1 Introduction
SSH Communications Security Corporation is a publicly traded company based in Helsinki, Finland. It was established in 1995 by Tatu Ylönen, the inventor of the Secure Shell (SSH) protocol, one of the most popular network encryption protocols and the de-facto standard for remote administrative access and secure file transfers.
The company develops a number of products around the SSH protocol, including Tectia SSH - a multiplatform SSH client/server solution, CryptoAuditor for monitoring and managing privileged user activities, as well as the Universal SSH Key Manager, which is covered in this review. Currently, SSH Communications Security has a team of around 110 employees led by Tatu Ylönen and over 3000 customers around the world.
Despite being over 20 years old, the SSH protocol is still one of the most commonly used methods for both network encryption and secure user authentication. Every Unix and Linux server, many types of mainframes and the majority of embedded devices include an SSH server as a standard component. Most workstations either come equipped with an SSH client or one can be easily installed, making it one of the most widely available tools for IT professionals. In almost every organization, SSH is used daily to access remote systems, run automated processes or transfer data over the network. SSH keys play a crucial role in these processes, providing a stronger and more convenient alternative to passwords.
Unfortunately, as opposed to traditional public key infrastructure, SSH does not define a central authority for generating, distributing and revoking keys, and most organizations leave these functions to end users. With time, this has led to uncontrolled proliferation of keys spread across a large number of servers, devices and workstations, which makes it increasingly difficult to keep track of them, control who has access to where and revoke previously granted access rights.
Traditional enterprise Identity and Access Management solutions usually do not provide governance controls over SSH keys, leading to various security risks such as the inability to enforce access controls on existing keys, prevent their uncontrolled reuse or detect and revoke weak or compromised keys. Naturally, this exposes companies to potential hacking attacks, insider threats and compliance violations.

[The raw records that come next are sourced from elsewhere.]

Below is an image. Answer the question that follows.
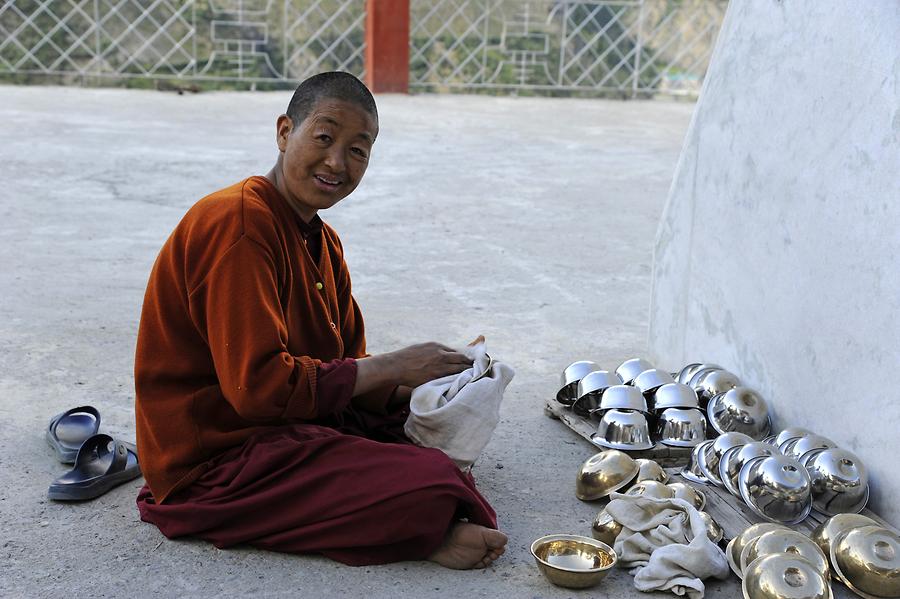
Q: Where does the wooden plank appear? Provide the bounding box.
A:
[544,400,893,543]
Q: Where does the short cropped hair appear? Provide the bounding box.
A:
[285,71,378,127]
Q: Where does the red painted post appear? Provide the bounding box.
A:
[365,0,409,94]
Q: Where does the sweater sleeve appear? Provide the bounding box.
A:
[189,237,321,422]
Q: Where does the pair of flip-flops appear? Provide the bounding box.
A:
[45,406,141,501]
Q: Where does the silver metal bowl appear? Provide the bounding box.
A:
[779,435,837,460]
[572,370,622,418]
[631,368,675,395]
[653,383,700,412]
[600,385,647,415]
[616,358,653,385]
[681,441,712,485]
[698,433,753,487]
[806,448,869,516]
[556,360,600,406]
[656,408,706,447]
[591,410,653,451]
[738,455,812,525]
[691,370,741,406]
[706,387,772,441]
[772,426,813,448]
[719,441,781,497]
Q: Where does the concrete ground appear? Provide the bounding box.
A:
[0,86,752,598]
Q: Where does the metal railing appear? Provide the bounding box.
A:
[0,0,727,96]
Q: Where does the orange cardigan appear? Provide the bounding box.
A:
[134,177,391,503]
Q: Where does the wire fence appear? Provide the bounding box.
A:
[0,0,727,97]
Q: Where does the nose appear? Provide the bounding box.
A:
[325,144,344,173]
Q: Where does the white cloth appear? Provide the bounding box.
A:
[606,493,730,599]
[403,343,515,470]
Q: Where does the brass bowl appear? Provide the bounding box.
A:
[681,440,713,485]
[572,370,622,418]
[741,530,831,580]
[806,448,869,516]
[556,360,600,406]
[656,408,706,447]
[634,458,669,483]
[810,514,878,555]
[698,511,725,545]
[738,455,812,525]
[741,553,832,599]
[831,526,900,599]
[591,508,622,547]
[725,522,790,578]
[575,449,639,501]
[667,483,706,510]
[616,358,653,385]
[631,368,675,395]
[706,387,772,441]
[698,433,753,487]
[653,383,700,413]
[531,535,617,589]
[719,441,779,497]
[625,480,675,499]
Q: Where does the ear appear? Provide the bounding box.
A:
[275,114,294,152]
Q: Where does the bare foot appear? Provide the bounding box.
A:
[428,522,507,570]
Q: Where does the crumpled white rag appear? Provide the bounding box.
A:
[606,493,730,599]
[403,343,515,470]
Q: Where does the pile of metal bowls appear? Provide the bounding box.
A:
[556,358,708,451]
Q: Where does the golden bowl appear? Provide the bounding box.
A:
[634,458,669,483]
[725,522,790,578]
[591,508,622,547]
[666,483,706,510]
[531,535,617,589]
[699,511,725,545]
[740,530,831,580]
[575,449,640,501]
[810,514,878,555]
[831,526,900,598]
[625,480,675,499]
[742,553,832,599]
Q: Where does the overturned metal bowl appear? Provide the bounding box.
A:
[556,360,601,406]
[625,480,675,499]
[698,433,753,487]
[706,387,772,441]
[591,508,622,547]
[631,368,675,395]
[681,440,712,485]
[779,435,837,461]
[806,447,869,516]
[616,358,653,385]
[691,370,741,406]
[656,408,706,447]
[719,441,781,497]
[591,408,654,451]
[653,383,700,413]
[575,449,639,501]
[634,458,669,483]
[572,370,622,418]
[830,526,900,598]
[741,553,833,599]
[810,514,878,555]
[741,530,831,580]
[600,384,647,415]
[738,455,812,525]
[667,483,706,510]
[531,535,617,589]
[725,522,790,578]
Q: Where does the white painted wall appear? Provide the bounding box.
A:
[649,0,900,525]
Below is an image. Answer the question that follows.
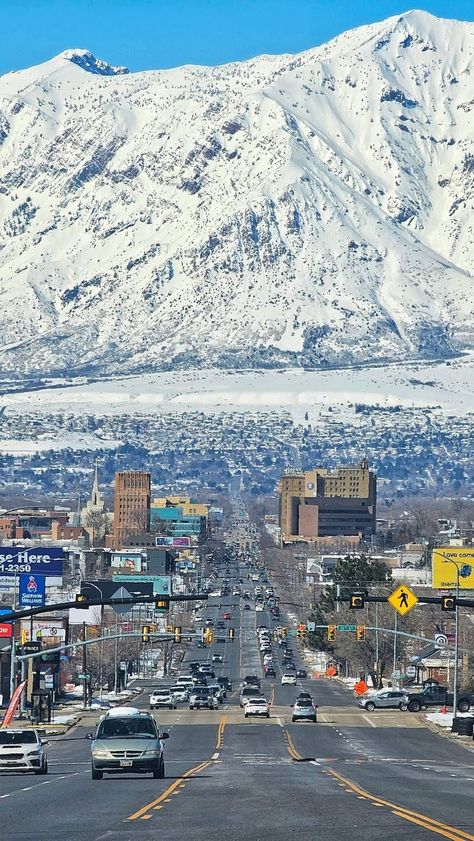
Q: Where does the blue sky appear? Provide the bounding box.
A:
[0,0,474,74]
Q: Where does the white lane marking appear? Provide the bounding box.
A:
[0,771,80,800]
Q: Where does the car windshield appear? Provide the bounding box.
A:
[0,730,37,745]
[97,718,157,739]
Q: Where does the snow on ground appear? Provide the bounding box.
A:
[0,355,474,420]
[0,433,122,455]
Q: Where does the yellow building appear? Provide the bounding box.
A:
[279,459,377,543]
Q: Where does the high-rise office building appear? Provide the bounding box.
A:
[279,459,377,544]
[113,470,151,548]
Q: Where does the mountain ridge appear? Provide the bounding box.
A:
[0,11,474,377]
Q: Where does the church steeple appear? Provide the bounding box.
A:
[90,459,104,508]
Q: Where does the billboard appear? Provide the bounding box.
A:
[20,616,66,642]
[156,535,191,549]
[112,575,171,596]
[19,572,46,607]
[0,546,65,577]
[111,552,142,572]
[432,546,474,590]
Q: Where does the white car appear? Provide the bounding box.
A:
[244,698,270,718]
[150,689,176,710]
[170,684,189,702]
[0,728,48,775]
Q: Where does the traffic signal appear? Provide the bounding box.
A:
[356,625,365,642]
[349,593,364,610]
[441,596,456,610]
[155,599,170,610]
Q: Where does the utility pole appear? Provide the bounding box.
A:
[82,622,88,710]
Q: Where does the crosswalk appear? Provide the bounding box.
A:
[155,704,425,729]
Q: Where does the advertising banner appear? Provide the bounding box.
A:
[111,552,142,572]
[156,535,191,549]
[432,546,474,590]
[112,575,171,596]
[0,546,65,577]
[20,617,66,642]
[19,572,46,607]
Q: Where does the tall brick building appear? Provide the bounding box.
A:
[113,470,151,548]
[279,459,377,544]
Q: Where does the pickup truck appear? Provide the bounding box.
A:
[408,685,474,713]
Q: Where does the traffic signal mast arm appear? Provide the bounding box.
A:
[2,593,209,622]
[336,593,474,610]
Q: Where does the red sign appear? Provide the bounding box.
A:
[2,680,28,727]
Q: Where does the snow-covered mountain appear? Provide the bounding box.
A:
[0,11,474,377]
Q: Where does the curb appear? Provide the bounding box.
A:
[418,715,474,753]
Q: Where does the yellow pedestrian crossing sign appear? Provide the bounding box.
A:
[387,584,418,616]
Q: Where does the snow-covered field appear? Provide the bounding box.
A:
[0,355,474,418]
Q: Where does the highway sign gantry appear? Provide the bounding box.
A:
[387,584,418,616]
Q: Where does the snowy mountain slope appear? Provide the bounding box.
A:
[0,11,474,376]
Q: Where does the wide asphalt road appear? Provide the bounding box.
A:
[0,568,474,841]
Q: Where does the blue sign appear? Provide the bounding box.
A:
[20,572,46,607]
[0,546,65,577]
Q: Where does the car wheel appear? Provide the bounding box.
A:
[35,760,48,776]
[153,759,165,780]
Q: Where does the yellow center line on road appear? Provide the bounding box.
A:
[125,715,227,821]
[283,728,303,761]
[126,759,211,821]
[326,768,474,841]
[216,715,227,750]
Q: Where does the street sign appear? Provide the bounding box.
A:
[435,634,448,649]
[19,572,46,607]
[0,546,65,577]
[387,584,418,616]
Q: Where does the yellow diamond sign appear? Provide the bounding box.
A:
[387,584,418,616]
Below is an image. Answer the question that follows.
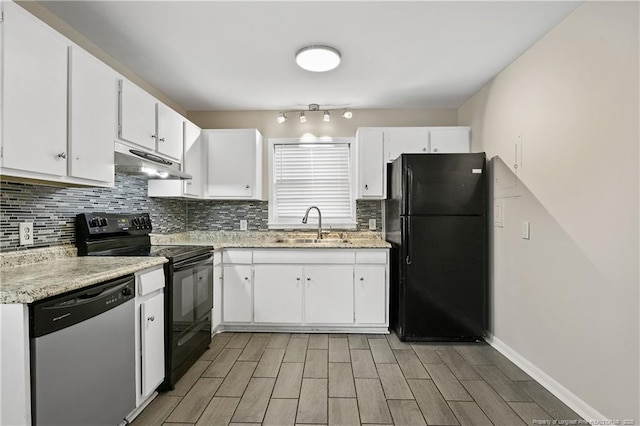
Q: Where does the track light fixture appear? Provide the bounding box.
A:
[276,104,353,124]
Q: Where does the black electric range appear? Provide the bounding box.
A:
[76,213,213,390]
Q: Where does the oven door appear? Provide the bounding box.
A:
[170,253,213,376]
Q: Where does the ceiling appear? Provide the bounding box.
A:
[43,1,580,111]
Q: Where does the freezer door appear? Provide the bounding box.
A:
[398,216,487,340]
[401,153,487,215]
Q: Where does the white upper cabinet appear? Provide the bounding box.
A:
[356,127,387,200]
[157,103,184,160]
[384,127,429,162]
[429,127,471,154]
[148,121,205,198]
[119,79,158,151]
[68,46,118,184]
[1,2,117,186]
[183,121,204,198]
[2,2,68,176]
[356,126,470,200]
[205,129,263,200]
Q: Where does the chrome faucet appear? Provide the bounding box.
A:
[302,206,322,240]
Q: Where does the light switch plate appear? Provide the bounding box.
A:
[493,200,504,228]
[20,222,33,246]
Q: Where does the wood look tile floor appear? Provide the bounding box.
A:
[133,333,580,426]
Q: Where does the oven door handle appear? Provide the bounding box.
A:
[173,253,213,272]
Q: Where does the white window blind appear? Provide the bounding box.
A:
[270,143,355,227]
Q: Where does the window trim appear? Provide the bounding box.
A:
[267,136,357,230]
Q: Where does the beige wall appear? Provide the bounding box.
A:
[16,1,186,115]
[187,108,458,141]
[458,2,640,423]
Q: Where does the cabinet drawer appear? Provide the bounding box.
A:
[222,250,253,264]
[253,248,356,264]
[356,250,387,264]
[138,268,164,296]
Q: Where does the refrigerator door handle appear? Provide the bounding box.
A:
[405,167,413,215]
[402,217,413,265]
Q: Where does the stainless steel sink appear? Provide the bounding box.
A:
[277,238,347,244]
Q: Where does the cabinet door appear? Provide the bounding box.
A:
[304,265,353,324]
[253,265,302,324]
[356,128,386,200]
[182,121,204,197]
[157,103,184,162]
[429,127,471,154]
[2,2,68,176]
[207,130,261,199]
[354,265,387,324]
[140,293,164,396]
[384,127,429,162]
[222,265,253,322]
[69,46,118,184]
[211,260,222,331]
[120,80,157,151]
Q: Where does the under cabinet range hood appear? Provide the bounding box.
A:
[115,142,192,180]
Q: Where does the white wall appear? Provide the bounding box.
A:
[187,108,458,141]
[458,2,640,424]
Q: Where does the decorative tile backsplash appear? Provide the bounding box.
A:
[0,174,382,252]
[0,174,187,251]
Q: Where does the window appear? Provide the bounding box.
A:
[269,138,356,229]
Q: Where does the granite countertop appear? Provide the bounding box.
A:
[0,253,167,303]
[151,231,391,250]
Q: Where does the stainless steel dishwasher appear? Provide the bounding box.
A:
[29,276,136,426]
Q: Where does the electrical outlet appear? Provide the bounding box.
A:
[20,222,33,246]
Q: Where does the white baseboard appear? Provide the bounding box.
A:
[485,334,608,424]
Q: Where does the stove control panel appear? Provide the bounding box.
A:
[76,213,152,237]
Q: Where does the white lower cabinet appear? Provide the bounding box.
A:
[353,265,387,324]
[135,267,165,415]
[220,248,389,333]
[222,265,253,323]
[253,265,304,324]
[140,293,164,397]
[304,265,353,324]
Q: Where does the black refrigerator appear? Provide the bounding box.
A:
[385,153,488,341]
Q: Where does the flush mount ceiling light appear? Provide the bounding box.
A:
[276,104,353,124]
[296,45,340,72]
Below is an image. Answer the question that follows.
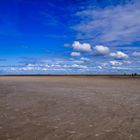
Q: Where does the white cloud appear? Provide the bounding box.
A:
[80,57,90,61]
[73,2,140,44]
[110,51,128,59]
[110,61,123,66]
[95,45,110,55]
[132,52,140,56]
[72,41,92,52]
[71,52,80,56]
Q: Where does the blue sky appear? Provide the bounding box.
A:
[0,0,140,74]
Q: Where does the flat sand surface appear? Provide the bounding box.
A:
[0,76,140,140]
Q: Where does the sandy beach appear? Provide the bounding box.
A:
[0,76,140,140]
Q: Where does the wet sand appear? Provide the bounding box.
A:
[0,76,140,140]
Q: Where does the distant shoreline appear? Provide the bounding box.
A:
[0,74,140,78]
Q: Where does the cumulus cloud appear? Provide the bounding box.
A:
[71,52,80,56]
[72,41,92,52]
[80,57,90,61]
[110,61,123,66]
[95,45,110,55]
[132,52,140,57]
[73,1,140,45]
[110,51,128,59]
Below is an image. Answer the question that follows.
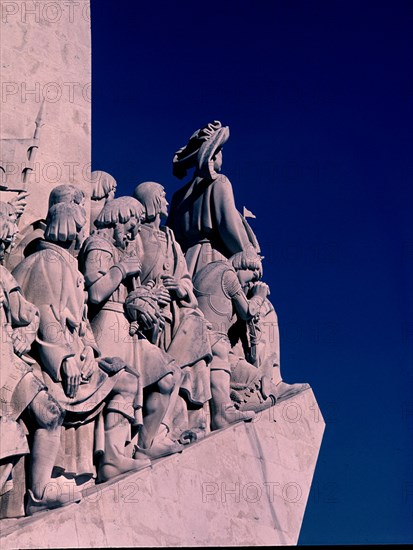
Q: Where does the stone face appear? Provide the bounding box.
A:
[0,0,91,250]
[0,389,325,550]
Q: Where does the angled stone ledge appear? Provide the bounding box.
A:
[0,389,325,550]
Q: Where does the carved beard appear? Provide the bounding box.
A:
[113,224,127,250]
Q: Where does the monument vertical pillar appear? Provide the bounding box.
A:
[0,0,92,252]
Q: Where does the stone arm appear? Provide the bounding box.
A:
[222,269,266,321]
[211,175,255,257]
[83,250,126,304]
[0,266,39,355]
[165,227,198,308]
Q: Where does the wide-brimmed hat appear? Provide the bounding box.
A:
[172,120,229,179]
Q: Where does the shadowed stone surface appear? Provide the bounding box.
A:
[0,389,325,550]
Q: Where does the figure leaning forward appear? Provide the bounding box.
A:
[14,185,149,490]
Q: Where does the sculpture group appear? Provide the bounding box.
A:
[0,121,308,516]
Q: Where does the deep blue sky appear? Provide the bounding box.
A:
[92,0,413,544]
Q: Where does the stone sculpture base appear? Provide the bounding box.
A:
[0,389,325,550]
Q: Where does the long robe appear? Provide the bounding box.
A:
[138,224,212,404]
[80,235,175,387]
[167,174,259,276]
[0,266,46,495]
[13,242,117,475]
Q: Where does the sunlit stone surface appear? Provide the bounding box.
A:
[0,389,325,550]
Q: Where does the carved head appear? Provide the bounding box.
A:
[172,120,229,180]
[95,197,145,248]
[0,202,19,263]
[91,170,117,201]
[44,185,86,250]
[133,181,169,222]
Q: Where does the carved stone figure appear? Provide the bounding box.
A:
[167,120,308,398]
[80,197,181,458]
[194,252,275,428]
[167,120,259,275]
[0,202,75,517]
[90,170,117,232]
[134,182,212,442]
[14,185,149,488]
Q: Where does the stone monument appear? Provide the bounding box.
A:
[0,0,324,549]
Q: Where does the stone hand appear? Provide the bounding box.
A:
[152,284,171,307]
[62,357,82,397]
[251,281,270,300]
[139,310,163,330]
[118,256,142,277]
[161,275,187,299]
[9,191,29,217]
[11,327,31,356]
[80,346,97,380]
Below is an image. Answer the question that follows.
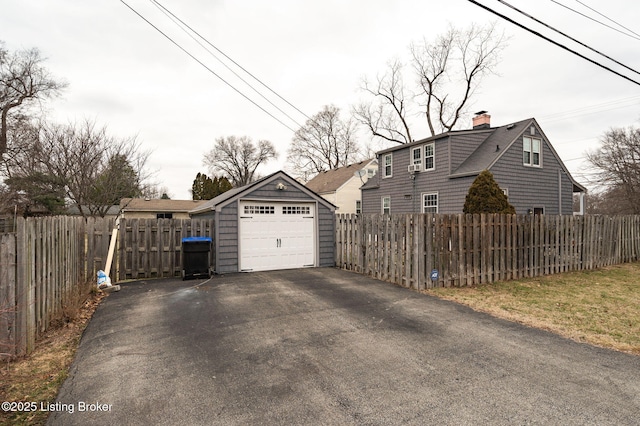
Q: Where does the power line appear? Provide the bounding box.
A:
[576,0,640,40]
[468,0,640,86]
[120,0,295,133]
[151,0,309,127]
[538,96,640,122]
[551,0,640,40]
[498,0,640,74]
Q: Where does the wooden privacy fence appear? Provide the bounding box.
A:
[0,216,214,358]
[336,214,640,289]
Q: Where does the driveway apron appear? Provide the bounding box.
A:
[48,268,640,425]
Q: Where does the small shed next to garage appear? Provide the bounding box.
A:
[189,171,335,273]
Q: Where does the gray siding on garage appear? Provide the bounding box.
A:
[216,200,239,274]
[194,172,335,274]
[317,203,336,266]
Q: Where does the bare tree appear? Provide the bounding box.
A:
[3,120,149,217]
[287,105,360,181]
[353,24,507,144]
[353,60,413,144]
[0,42,67,157]
[586,127,640,214]
[203,136,278,187]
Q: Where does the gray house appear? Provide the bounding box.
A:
[190,171,335,273]
[361,111,586,214]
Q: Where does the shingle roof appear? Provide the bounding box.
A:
[451,118,533,176]
[120,198,205,213]
[189,170,335,215]
[305,159,374,194]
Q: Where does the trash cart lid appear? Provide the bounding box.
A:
[182,237,211,243]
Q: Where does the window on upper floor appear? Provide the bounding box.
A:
[424,143,436,170]
[522,136,542,167]
[422,192,438,213]
[382,154,393,177]
[382,196,391,214]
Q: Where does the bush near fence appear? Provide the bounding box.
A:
[336,214,640,289]
[0,216,214,358]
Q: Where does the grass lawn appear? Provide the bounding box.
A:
[425,263,640,355]
[0,263,640,425]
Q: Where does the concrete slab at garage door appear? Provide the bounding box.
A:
[239,201,316,271]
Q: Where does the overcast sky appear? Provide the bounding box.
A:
[0,0,640,199]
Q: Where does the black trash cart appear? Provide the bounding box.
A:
[182,237,211,280]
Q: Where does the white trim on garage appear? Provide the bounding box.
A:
[238,199,318,271]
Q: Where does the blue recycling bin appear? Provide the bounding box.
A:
[182,237,212,280]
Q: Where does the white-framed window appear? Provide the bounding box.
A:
[382,154,393,177]
[411,146,422,169]
[382,196,391,214]
[424,143,436,170]
[282,206,311,214]
[422,192,438,213]
[244,206,275,214]
[522,136,542,167]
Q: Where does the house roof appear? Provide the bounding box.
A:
[120,198,206,213]
[189,170,336,215]
[451,118,534,177]
[362,118,586,192]
[305,159,375,194]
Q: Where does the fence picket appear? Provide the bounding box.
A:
[336,214,640,289]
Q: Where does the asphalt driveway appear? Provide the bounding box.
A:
[49,268,640,425]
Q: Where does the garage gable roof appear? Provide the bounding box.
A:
[189,170,336,215]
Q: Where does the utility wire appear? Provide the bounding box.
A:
[551,0,640,40]
[151,0,311,124]
[151,0,304,127]
[120,0,295,133]
[464,0,640,86]
[498,0,640,75]
[576,0,640,40]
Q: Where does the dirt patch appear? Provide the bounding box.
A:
[0,292,105,425]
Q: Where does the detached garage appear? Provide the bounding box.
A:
[189,171,335,273]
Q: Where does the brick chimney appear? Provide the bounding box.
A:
[473,111,491,129]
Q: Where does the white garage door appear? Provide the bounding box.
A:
[239,201,316,271]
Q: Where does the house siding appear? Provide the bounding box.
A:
[491,131,573,214]
[216,200,239,274]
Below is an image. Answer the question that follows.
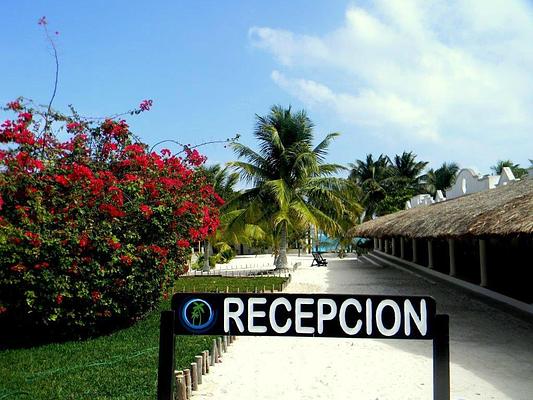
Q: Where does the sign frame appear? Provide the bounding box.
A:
[157,293,450,400]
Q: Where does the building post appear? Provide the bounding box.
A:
[448,239,457,276]
[428,239,435,269]
[479,239,489,287]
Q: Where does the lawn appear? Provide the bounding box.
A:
[0,277,285,400]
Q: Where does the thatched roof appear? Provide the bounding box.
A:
[351,177,533,238]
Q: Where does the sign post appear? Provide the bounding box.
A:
[157,293,450,400]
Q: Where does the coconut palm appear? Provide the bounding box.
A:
[224,106,358,268]
[349,154,392,219]
[422,162,459,196]
[490,160,531,178]
[391,151,428,188]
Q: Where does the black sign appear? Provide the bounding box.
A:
[172,293,436,339]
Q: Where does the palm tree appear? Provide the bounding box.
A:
[348,154,392,219]
[224,106,356,268]
[490,160,531,178]
[422,162,459,196]
[391,151,428,188]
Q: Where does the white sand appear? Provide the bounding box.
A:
[193,258,526,400]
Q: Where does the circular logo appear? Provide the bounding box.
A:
[180,298,215,333]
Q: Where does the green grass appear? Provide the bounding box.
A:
[0,277,284,400]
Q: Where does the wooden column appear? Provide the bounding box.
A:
[428,239,435,269]
[479,239,489,287]
[448,239,457,276]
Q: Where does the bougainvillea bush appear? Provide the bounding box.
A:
[0,101,222,334]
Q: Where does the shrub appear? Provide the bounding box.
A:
[0,101,221,334]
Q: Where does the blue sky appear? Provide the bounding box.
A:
[0,0,533,173]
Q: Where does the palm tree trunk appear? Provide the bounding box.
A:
[276,221,288,269]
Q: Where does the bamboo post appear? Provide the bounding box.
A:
[191,363,198,391]
[183,369,192,398]
[209,339,218,365]
[194,356,204,385]
[217,337,222,357]
[202,350,208,375]
[176,371,187,400]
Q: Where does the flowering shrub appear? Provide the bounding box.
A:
[0,101,220,332]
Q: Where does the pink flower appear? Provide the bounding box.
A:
[139,100,152,111]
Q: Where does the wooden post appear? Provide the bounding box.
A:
[191,363,198,391]
[157,311,176,400]
[479,239,489,287]
[176,371,187,400]
[428,239,435,269]
[210,339,218,365]
[183,369,192,399]
[433,315,450,400]
[217,337,222,357]
[194,356,204,385]
[448,239,457,276]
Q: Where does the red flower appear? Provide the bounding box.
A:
[24,232,41,247]
[91,290,102,303]
[139,100,152,111]
[98,204,126,218]
[120,254,133,265]
[107,239,122,250]
[176,239,191,247]
[10,264,26,272]
[33,261,50,270]
[79,233,90,247]
[139,204,154,219]
[7,100,22,111]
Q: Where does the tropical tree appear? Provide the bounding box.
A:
[348,154,392,219]
[490,160,531,178]
[391,151,428,189]
[422,162,459,196]
[227,106,360,268]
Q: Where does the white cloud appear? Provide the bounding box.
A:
[249,0,533,167]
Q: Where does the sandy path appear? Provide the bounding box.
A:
[194,261,533,400]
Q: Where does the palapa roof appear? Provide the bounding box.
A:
[350,177,533,238]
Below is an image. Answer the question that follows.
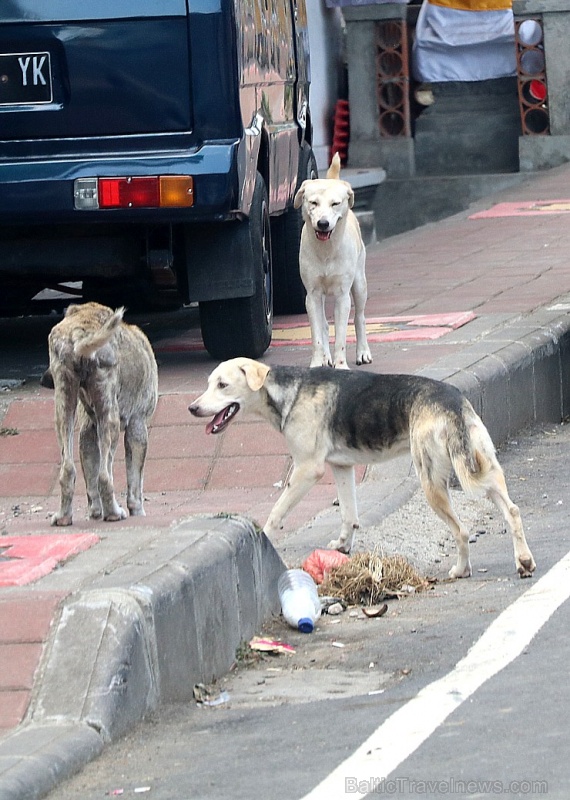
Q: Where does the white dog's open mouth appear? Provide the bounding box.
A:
[206,403,239,433]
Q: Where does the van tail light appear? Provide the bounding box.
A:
[74,175,194,210]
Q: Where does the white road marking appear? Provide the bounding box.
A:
[302,552,570,800]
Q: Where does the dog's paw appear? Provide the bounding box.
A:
[105,506,127,522]
[356,350,372,367]
[129,505,146,517]
[448,562,471,578]
[309,356,333,369]
[517,552,536,578]
[51,513,73,528]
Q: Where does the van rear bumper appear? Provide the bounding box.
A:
[0,141,239,226]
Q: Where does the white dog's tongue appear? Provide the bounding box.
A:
[206,403,239,433]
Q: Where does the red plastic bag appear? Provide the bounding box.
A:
[301,550,349,584]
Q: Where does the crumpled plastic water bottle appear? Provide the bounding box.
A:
[277,569,321,633]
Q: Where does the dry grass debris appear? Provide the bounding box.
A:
[319,550,430,606]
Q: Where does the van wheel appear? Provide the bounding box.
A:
[200,173,273,361]
[271,142,318,314]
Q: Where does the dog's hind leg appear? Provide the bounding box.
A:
[486,462,536,578]
[97,408,127,522]
[125,418,148,517]
[51,378,79,527]
[328,464,359,553]
[79,410,103,519]
[426,478,471,578]
[414,466,471,578]
[263,462,325,536]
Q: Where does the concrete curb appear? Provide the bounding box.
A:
[0,517,285,800]
[414,303,570,446]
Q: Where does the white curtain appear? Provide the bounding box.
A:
[413,0,516,83]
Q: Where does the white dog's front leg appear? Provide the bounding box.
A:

Manually managing thousands or even millions of SSH keys is not an option even for the largest companies with dedicated IT teams. Additionally, there is always a risk of disrupting a critical business process by accidentally revoking the wrong key. An automated Enterprise Key Management solution is therefore a must for every enterprise, not just those where they are already mandated by compliance regulations.
SSH Communications Security is offering a solution for this massive challenge with their Universal SSH Key Manager - a centralized, automated, non-disruptive solution for discovering, monitoring and managing the whole corporate SSH key infrastructure. Additionally, the product provides a self-service portal for users and a set of APIs for integration with existing IAM systems. Although not a complete Enterprise Key Management system in a strict sense, Universal SSH Key Manager provides a feature-complete solution for SSH key infrastructure management, which can greatly reduce administration effort, improve protection against external and internal threats and resolve many compliance issues.